I was tasked with putting together a practical session that linked in with the workshop’s content; which was making and using remoistenable tissue for quick, in-situ paper repairs as part of the digitization process.
These types of repairs require very little moisture, as the repair paper has already been loaded with adhesive which has been left to dry. The adhesive is then re-humidified with a very small amount of water or solvent (or a mix of both). This can be introduced with a paintbrush, a fine spray or by the form of a reservoir, which is what I demonstrated during the training day.
The handout I created can be found here:
In the first session of the day we made up three different types of adhesive mostly commonly used for making remoistenable tissue – gelatine, wheat starch paste (WSP) and sodium carboxymethylcellulose (SCMC). After they were made up, they were then applied to the Japanese paper with brushes, through the paper with a Melinex support.

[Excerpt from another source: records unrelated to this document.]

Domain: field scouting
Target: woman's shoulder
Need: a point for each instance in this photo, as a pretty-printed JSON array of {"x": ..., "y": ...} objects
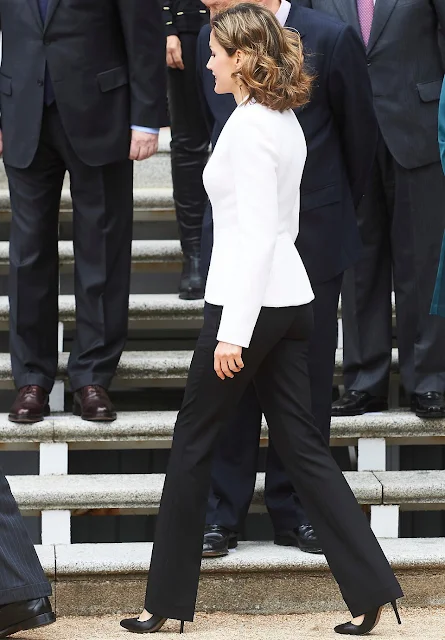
[{"x": 256, "y": 116}]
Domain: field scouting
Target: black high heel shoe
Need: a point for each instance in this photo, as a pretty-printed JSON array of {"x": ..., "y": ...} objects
[
  {"x": 371, "y": 620},
  {"x": 149, "y": 626}
]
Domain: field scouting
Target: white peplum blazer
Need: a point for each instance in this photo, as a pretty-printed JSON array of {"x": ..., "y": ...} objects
[{"x": 253, "y": 182}]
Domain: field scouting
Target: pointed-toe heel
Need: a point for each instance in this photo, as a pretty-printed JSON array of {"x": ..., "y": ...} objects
[
  {"x": 370, "y": 621},
  {"x": 154, "y": 624}
]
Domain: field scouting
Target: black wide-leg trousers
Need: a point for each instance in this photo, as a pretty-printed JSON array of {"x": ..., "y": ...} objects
[
  {"x": 21, "y": 574},
  {"x": 102, "y": 232},
  {"x": 276, "y": 361},
  {"x": 235, "y": 462}
]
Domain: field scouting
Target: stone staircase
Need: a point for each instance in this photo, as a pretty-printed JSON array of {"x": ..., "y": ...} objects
[{"x": 259, "y": 577}]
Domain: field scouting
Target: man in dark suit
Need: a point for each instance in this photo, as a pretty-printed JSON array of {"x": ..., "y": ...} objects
[
  {"x": 341, "y": 133},
  {"x": 24, "y": 589},
  {"x": 402, "y": 215},
  {"x": 82, "y": 89},
  {"x": 183, "y": 20}
]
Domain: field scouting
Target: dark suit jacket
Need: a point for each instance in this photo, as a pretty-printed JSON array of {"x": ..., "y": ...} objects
[
  {"x": 406, "y": 70},
  {"x": 106, "y": 59},
  {"x": 341, "y": 134}
]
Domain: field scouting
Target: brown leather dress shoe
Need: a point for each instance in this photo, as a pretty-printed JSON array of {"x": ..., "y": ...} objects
[
  {"x": 92, "y": 403},
  {"x": 31, "y": 405}
]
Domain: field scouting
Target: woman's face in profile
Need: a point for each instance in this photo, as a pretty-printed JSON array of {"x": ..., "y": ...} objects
[{"x": 222, "y": 66}]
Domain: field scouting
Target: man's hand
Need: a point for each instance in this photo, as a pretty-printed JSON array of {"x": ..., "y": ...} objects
[
  {"x": 174, "y": 53},
  {"x": 143, "y": 145},
  {"x": 227, "y": 360}
]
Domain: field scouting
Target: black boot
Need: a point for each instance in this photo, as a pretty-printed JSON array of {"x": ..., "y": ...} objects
[{"x": 191, "y": 286}]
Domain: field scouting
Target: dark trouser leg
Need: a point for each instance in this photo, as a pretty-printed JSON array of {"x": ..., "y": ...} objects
[
  {"x": 284, "y": 505},
  {"x": 206, "y": 241},
  {"x": 21, "y": 575},
  {"x": 322, "y": 347},
  {"x": 189, "y": 147},
  {"x": 208, "y": 403},
  {"x": 354, "y": 556},
  {"x": 366, "y": 293},
  {"x": 235, "y": 465},
  {"x": 417, "y": 230},
  {"x": 102, "y": 232},
  {"x": 34, "y": 264}
]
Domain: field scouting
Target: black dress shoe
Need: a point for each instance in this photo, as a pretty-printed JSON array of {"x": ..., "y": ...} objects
[
  {"x": 303, "y": 537},
  {"x": 22, "y": 616},
  {"x": 356, "y": 403},
  {"x": 428, "y": 405},
  {"x": 93, "y": 403},
  {"x": 191, "y": 286},
  {"x": 370, "y": 621},
  {"x": 217, "y": 541},
  {"x": 31, "y": 405},
  {"x": 154, "y": 624}
]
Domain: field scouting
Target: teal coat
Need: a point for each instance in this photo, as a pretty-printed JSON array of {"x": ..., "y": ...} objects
[{"x": 438, "y": 304}]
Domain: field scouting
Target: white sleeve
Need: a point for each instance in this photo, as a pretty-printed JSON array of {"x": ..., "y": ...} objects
[{"x": 254, "y": 160}]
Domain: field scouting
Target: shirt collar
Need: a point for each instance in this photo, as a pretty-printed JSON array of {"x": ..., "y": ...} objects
[{"x": 283, "y": 12}]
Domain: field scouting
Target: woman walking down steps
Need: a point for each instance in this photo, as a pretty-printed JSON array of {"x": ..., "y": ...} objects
[{"x": 257, "y": 323}]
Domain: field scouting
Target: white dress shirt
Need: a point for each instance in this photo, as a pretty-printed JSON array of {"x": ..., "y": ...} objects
[{"x": 253, "y": 182}]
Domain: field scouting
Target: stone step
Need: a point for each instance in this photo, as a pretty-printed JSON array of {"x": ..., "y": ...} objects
[
  {"x": 154, "y": 172},
  {"x": 142, "y": 307},
  {"x": 411, "y": 490},
  {"x": 146, "y": 255},
  {"x": 156, "y": 309},
  {"x": 159, "y": 367},
  {"x": 149, "y": 204},
  {"x": 142, "y": 492},
  {"x": 259, "y": 577},
  {"x": 154, "y": 430}
]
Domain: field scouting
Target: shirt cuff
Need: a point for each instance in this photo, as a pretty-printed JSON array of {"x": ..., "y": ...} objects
[{"x": 145, "y": 129}]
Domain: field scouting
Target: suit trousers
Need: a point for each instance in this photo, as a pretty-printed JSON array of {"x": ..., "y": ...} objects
[
  {"x": 21, "y": 575},
  {"x": 102, "y": 232},
  {"x": 235, "y": 461},
  {"x": 189, "y": 147},
  {"x": 401, "y": 219},
  {"x": 276, "y": 362}
]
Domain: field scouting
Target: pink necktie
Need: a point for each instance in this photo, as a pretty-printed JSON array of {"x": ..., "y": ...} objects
[{"x": 365, "y": 10}]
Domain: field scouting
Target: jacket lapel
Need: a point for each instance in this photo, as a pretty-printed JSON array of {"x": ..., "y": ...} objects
[
  {"x": 348, "y": 12},
  {"x": 34, "y": 6},
  {"x": 382, "y": 12},
  {"x": 52, "y": 6}
]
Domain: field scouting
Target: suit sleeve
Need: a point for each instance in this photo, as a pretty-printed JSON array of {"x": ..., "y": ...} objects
[
  {"x": 144, "y": 36},
  {"x": 350, "y": 95},
  {"x": 254, "y": 167},
  {"x": 442, "y": 126},
  {"x": 439, "y": 6},
  {"x": 168, "y": 13}
]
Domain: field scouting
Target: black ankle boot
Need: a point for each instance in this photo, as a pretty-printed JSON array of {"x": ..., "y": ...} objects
[{"x": 191, "y": 286}]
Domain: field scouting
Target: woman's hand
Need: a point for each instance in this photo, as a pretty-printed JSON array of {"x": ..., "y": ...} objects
[{"x": 228, "y": 360}]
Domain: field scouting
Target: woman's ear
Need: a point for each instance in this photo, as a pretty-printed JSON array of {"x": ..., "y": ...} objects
[{"x": 239, "y": 59}]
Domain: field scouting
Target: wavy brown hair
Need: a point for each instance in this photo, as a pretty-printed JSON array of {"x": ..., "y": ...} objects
[{"x": 273, "y": 71}]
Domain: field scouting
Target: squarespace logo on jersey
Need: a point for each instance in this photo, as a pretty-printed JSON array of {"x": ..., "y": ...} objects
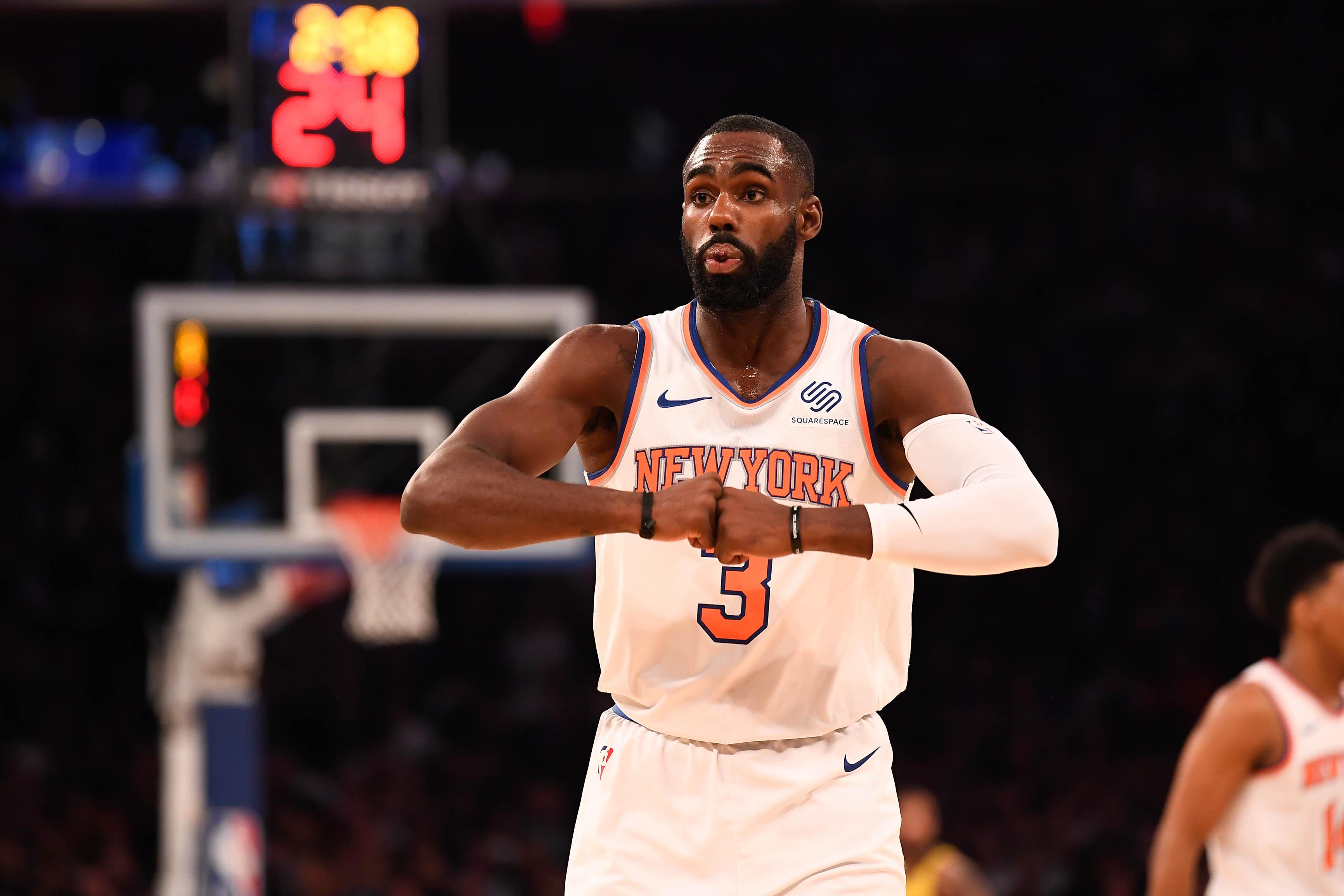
[
  {"x": 780, "y": 473},
  {"x": 822, "y": 398}
]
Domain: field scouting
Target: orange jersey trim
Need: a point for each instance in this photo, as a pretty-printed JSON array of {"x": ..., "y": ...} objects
[
  {"x": 632, "y": 404},
  {"x": 861, "y": 392},
  {"x": 717, "y": 379}
]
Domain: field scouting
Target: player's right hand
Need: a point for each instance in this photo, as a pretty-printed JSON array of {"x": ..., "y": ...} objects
[{"x": 687, "y": 511}]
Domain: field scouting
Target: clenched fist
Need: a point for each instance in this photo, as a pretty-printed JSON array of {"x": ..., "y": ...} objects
[
  {"x": 687, "y": 511},
  {"x": 750, "y": 526}
]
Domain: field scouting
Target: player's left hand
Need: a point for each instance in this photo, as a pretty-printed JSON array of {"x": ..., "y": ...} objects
[{"x": 750, "y": 524}]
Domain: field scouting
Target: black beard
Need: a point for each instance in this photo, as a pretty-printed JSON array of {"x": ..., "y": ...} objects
[{"x": 756, "y": 281}]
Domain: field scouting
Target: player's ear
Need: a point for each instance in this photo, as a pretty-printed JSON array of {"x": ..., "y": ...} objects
[
  {"x": 810, "y": 217},
  {"x": 1301, "y": 612}
]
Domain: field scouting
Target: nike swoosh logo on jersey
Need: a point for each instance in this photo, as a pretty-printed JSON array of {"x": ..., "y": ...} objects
[
  {"x": 850, "y": 766},
  {"x": 678, "y": 402}
]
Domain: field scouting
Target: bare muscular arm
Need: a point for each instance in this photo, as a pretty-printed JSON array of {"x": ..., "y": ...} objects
[
  {"x": 480, "y": 488},
  {"x": 1238, "y": 734}
]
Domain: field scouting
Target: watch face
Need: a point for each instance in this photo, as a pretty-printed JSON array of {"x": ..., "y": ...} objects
[{"x": 335, "y": 88}]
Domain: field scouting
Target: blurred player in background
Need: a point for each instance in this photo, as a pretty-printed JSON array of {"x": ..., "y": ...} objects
[
  {"x": 762, "y": 448},
  {"x": 1261, "y": 780},
  {"x": 933, "y": 868}
]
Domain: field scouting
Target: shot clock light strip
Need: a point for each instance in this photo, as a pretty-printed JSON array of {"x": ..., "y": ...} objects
[
  {"x": 190, "y": 352},
  {"x": 362, "y": 41}
]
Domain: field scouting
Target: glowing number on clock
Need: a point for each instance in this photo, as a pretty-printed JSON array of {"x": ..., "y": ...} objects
[{"x": 330, "y": 96}]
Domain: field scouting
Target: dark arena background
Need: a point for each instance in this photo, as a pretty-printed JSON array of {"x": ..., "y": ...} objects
[{"x": 1120, "y": 219}]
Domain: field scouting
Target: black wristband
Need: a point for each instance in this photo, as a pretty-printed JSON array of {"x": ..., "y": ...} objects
[{"x": 647, "y": 516}]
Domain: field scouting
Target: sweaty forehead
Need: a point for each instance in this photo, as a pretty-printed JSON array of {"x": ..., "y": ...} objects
[{"x": 727, "y": 149}]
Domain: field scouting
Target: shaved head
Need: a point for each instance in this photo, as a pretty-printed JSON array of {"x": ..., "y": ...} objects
[{"x": 796, "y": 152}]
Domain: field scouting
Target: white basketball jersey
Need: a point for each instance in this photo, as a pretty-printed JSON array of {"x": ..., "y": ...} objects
[
  {"x": 1284, "y": 834},
  {"x": 796, "y": 646}
]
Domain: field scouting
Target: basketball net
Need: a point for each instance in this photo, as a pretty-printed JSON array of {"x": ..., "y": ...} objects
[{"x": 391, "y": 594}]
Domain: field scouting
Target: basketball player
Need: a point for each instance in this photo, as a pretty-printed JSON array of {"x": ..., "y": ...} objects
[
  {"x": 752, "y": 453},
  {"x": 1261, "y": 781},
  {"x": 933, "y": 868}
]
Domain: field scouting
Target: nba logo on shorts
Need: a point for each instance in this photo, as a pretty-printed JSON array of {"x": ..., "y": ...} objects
[{"x": 233, "y": 855}]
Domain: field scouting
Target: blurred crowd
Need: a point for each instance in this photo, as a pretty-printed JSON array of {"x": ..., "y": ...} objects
[{"x": 1121, "y": 225}]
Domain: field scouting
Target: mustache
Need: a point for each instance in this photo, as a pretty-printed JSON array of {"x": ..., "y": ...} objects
[{"x": 748, "y": 255}]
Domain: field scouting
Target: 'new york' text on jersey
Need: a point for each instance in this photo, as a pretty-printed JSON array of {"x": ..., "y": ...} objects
[{"x": 783, "y": 648}]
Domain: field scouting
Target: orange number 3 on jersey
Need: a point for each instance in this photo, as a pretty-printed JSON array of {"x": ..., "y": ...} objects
[{"x": 752, "y": 584}]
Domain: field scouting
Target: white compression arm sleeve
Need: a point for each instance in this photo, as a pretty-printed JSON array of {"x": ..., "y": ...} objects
[{"x": 988, "y": 514}]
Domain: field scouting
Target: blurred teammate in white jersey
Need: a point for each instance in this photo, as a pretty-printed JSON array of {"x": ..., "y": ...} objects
[
  {"x": 753, "y": 452},
  {"x": 1261, "y": 781}
]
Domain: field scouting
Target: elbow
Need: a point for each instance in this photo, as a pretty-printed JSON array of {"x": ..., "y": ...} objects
[
  {"x": 414, "y": 516},
  {"x": 1038, "y": 534},
  {"x": 423, "y": 512},
  {"x": 1045, "y": 543}
]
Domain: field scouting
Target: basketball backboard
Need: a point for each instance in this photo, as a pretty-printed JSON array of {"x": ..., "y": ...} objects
[{"x": 256, "y": 405}]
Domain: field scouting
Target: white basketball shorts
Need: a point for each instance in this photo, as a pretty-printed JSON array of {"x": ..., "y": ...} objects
[{"x": 811, "y": 817}]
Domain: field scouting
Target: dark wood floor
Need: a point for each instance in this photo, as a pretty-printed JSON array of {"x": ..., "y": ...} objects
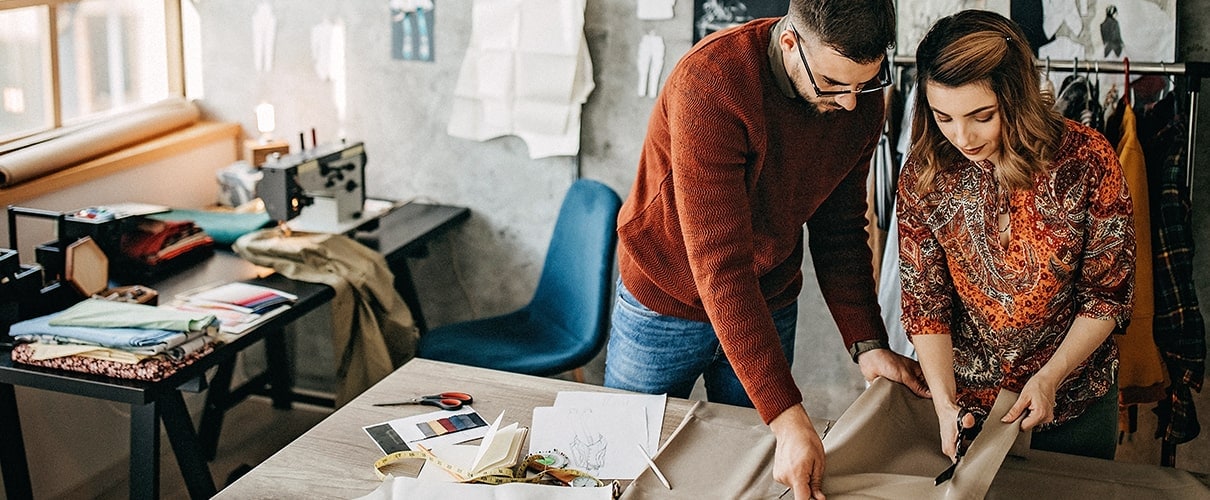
[{"x": 252, "y": 431}]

The pieces where then left to dry on the Melinex to be used later.
In the afternoon session, the attendees were shown how to remoisten the tissue, using the reservoir method, developed at the national archives. This ensures an even distribution of moisture, but does not saturate the tissue. Each attendee was given a small sample sheet to adhere the tissue to as an example, and also given a piece of damaged historical paper for them to repair.